Les retrouvailles de la lutte anti-Cigéo

Alors que s'ouvre ce 1er juin le procès de sept opposants au projet d’enfouissement des déchets nucléaires de Bure, la mobilisation est renforcée par la prise de conscience de nombreux élus.

La paisible place Saint-Pierre, sur laquelle trône le tribunal de grande instance de Bar-le-Duc, a retrouvé les slogans, les banderoles et la ferveur des militants antinucléaires. Si l’atmosphère se veut joyeuse et déterminée, la raison du rendez-vous est grave. Du 1er au 3 juin, sept personnes comparaissent pour « association de malfaiteurs ». Elles ont été identifiées et ciblées par l’instruction judiciaire ouverte en 2017 comme opposant·es clés au projet Cigéo, ce centre de stockage qui vise à enfouir à terme plus de 80 000 mètres cubes de déchets radioactifs à 500 mètres sous les pieds des habitants de Bure, entre la Meuse et la Haute-Marne. En quatre ans, ce sont vingt domiciles perquisitionnés, dix militant·es interdit·es de se voir, des gardes à vue, une centaine de téléphones placés sur écoute, des balises posées sous des voitures, une cellule spéciale de gendarmerie consacrée à cette surveillance… Sans oublier les contrôles incessants des habitant·es et les procès à la chaîne parfois pour des délits très mineurs.

Nul doute est possible : tous les moyens ont été déployés pour user les militant·es, éteindre l’opposition dans son ensemble. Une stratégie que les sept mis·es en examen vont tenter de reprendre à leur compte pour faire éclater un procès politique : « En englobant toute la lutte dans une instruction, la justice a fait le choix de faire comparaître la lutte à la barre. Ses efforts pour individualiser et isoler des responsabilités parmi ce qu’elle désigne comme “la mouvance anti-Cigéo” ne nous trompent pas. En dissociant néanmoins les charges retenues contre les différent·es mis·es en examen, l’instruction crée de fait une distinction dans la qualité et la gravité des implications au sein de cette lutte.
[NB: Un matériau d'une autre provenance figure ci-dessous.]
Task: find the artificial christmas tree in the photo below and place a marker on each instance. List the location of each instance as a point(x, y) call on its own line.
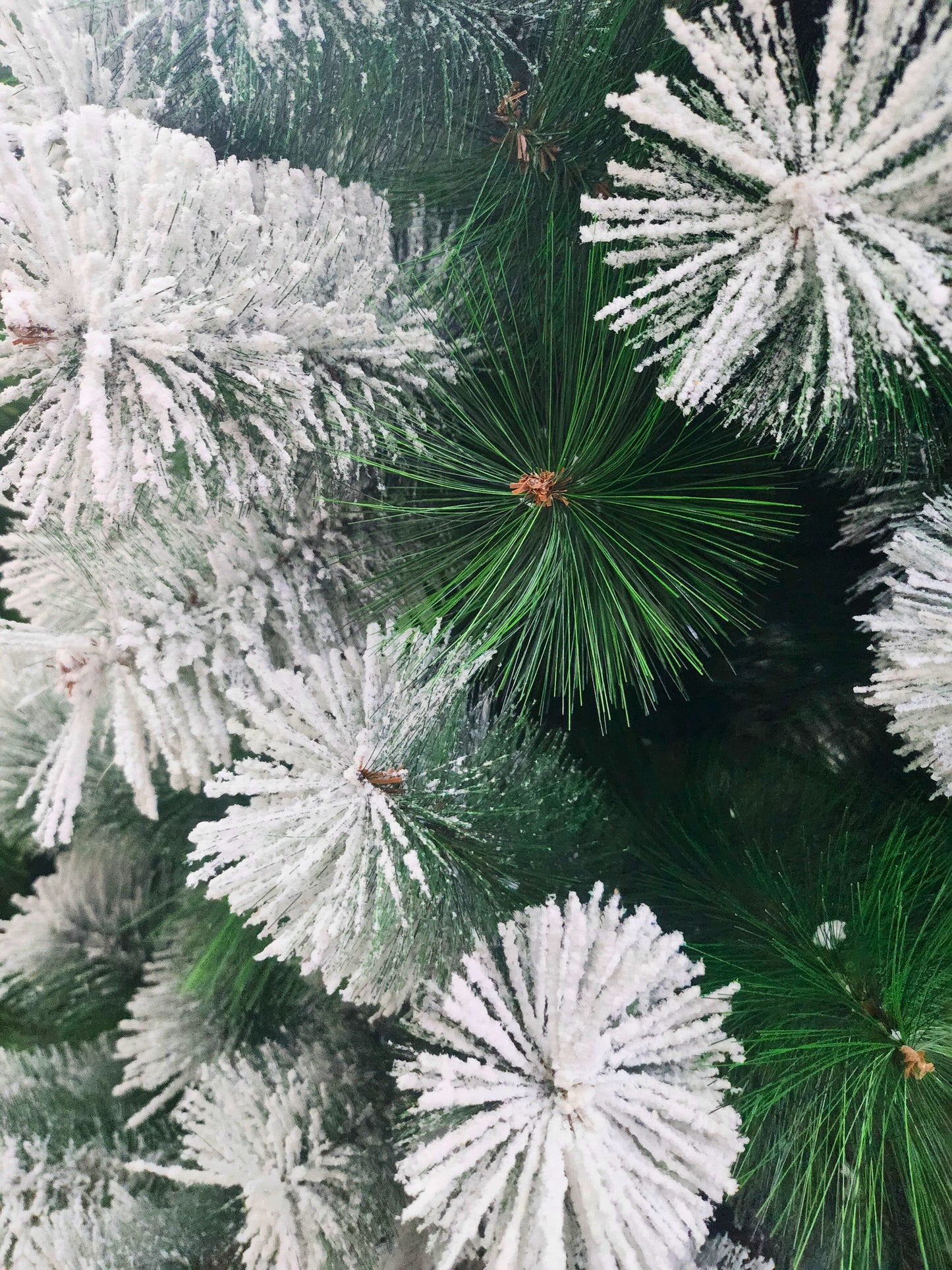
point(364, 606)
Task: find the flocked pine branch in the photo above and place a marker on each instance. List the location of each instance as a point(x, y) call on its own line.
point(38, 1184)
point(912, 629)
point(723, 1252)
point(290, 1130)
point(387, 815)
point(800, 252)
point(75, 945)
point(141, 630)
point(171, 318)
point(65, 56)
point(169, 1037)
point(575, 1103)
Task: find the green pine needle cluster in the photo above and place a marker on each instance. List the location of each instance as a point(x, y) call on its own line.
point(649, 546)
point(833, 909)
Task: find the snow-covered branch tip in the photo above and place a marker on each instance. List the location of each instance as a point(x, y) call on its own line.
point(314, 1197)
point(800, 253)
point(140, 631)
point(65, 56)
point(912, 629)
point(173, 319)
point(342, 837)
point(573, 1113)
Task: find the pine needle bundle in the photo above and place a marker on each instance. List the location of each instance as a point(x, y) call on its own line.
point(838, 925)
point(568, 519)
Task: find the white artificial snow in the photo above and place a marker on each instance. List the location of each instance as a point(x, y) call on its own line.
point(68, 55)
point(763, 216)
point(179, 319)
point(50, 1200)
point(257, 1122)
point(148, 625)
point(912, 629)
point(328, 838)
point(32, 1074)
point(828, 935)
point(579, 1096)
point(723, 1252)
point(88, 912)
point(168, 1041)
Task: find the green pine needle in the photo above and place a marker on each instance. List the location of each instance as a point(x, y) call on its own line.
point(849, 1161)
point(658, 529)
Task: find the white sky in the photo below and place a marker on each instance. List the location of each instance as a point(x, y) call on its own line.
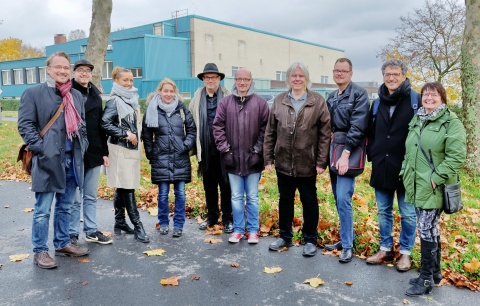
point(360, 27)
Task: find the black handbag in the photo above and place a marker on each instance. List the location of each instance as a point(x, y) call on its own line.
point(452, 198)
point(452, 194)
point(356, 160)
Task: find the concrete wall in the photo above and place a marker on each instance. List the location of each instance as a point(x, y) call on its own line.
point(262, 53)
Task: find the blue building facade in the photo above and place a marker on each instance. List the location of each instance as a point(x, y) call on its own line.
point(152, 51)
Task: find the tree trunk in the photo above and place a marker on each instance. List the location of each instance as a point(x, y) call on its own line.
point(470, 77)
point(98, 38)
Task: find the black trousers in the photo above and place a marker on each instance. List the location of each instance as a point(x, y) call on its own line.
point(212, 180)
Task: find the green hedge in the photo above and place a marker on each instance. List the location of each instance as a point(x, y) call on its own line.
point(13, 104)
point(10, 104)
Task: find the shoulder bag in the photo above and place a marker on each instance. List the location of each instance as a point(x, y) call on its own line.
point(25, 155)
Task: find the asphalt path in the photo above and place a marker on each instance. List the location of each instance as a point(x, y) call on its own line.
point(120, 274)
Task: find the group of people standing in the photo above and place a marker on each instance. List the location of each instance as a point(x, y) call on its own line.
point(235, 136)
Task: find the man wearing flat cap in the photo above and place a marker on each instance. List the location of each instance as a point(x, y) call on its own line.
point(95, 156)
point(204, 108)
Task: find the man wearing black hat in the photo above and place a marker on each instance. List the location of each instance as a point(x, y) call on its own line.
point(95, 156)
point(204, 108)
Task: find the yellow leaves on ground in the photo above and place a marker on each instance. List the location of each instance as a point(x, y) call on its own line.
point(18, 257)
point(171, 281)
point(472, 266)
point(212, 240)
point(153, 211)
point(157, 252)
point(314, 282)
point(272, 270)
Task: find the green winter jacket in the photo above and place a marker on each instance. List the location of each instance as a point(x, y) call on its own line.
point(442, 137)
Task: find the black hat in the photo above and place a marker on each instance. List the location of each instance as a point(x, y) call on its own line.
point(82, 62)
point(210, 68)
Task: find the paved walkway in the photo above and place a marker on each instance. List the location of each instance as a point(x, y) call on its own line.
point(120, 274)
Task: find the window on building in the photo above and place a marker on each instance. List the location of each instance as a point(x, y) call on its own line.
point(6, 77)
point(107, 70)
point(42, 73)
point(31, 76)
point(137, 72)
point(18, 76)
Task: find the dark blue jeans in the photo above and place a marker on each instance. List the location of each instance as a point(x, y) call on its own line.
point(287, 185)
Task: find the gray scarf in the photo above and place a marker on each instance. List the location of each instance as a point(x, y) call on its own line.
point(126, 100)
point(151, 115)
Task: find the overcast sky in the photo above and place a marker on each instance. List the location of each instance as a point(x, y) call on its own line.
point(360, 28)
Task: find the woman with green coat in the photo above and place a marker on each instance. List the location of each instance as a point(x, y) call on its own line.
point(441, 135)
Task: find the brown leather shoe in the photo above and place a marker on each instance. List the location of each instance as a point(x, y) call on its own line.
point(404, 263)
point(380, 258)
point(72, 251)
point(44, 261)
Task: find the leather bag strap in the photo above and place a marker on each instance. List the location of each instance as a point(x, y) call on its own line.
point(49, 124)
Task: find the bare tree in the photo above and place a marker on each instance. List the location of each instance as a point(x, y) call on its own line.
point(470, 77)
point(98, 38)
point(430, 39)
point(76, 34)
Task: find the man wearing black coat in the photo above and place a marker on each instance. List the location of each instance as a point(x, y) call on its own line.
point(95, 157)
point(388, 130)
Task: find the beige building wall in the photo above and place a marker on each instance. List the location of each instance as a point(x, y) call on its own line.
point(264, 54)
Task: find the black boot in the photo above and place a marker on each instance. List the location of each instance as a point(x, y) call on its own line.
point(437, 271)
point(131, 205)
point(120, 223)
point(428, 260)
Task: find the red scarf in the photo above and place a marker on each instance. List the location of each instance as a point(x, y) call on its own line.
point(72, 118)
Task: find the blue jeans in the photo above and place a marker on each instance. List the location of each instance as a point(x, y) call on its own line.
point(61, 217)
point(89, 196)
point(385, 220)
point(163, 209)
point(248, 186)
point(342, 188)
point(287, 185)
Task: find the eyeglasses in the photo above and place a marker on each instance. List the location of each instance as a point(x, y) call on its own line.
point(58, 67)
point(341, 71)
point(211, 78)
point(83, 70)
point(243, 80)
point(395, 75)
point(431, 94)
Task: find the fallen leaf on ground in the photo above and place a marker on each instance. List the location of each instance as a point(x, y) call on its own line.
point(272, 270)
point(472, 266)
point(153, 211)
point(108, 234)
point(212, 240)
point(171, 281)
point(18, 257)
point(157, 252)
point(314, 282)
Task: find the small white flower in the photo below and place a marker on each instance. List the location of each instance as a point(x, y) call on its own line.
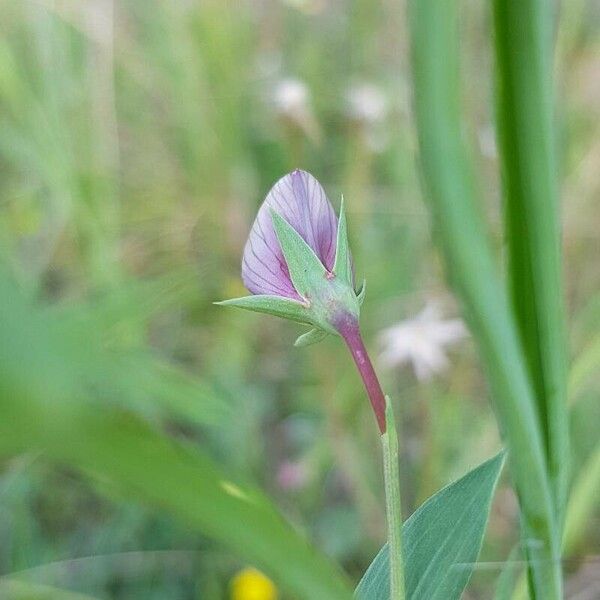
point(366, 103)
point(421, 341)
point(291, 97)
Afin de ne pas donner corps à cette différenciation, nous, les personnes prévenues, ne souhaitons pas individualiser nos parcours… »

Si cette féroce répression a bel et bien mis un coup de frein aux actions du mouvement anti-Cigéo, elle ne l’a pas anéanti. « Sur le fond, nous continuons à suivre le dossier comme nous le faisions dans les années 1990 en misant sur l’expertise et l’information. La mobilisation dure depuis trente ans : elle est multiforme et sait s’adapter en fonction des situations », témoigne Corinne François, du collectif Bure stop 55. Accusant un retard d’environ cinq ans dans son calendrier initial (1), l’Agence nationale pour la gestion des déchets radioactifs (Andra) ne peut se permettre aucune pause. 

Le 3 août 2020, elle a déposé la déclaration d’utilité publique (DUP), étape décisive pour le projet Cigéo, qui attend encore l’aval des services de l’État.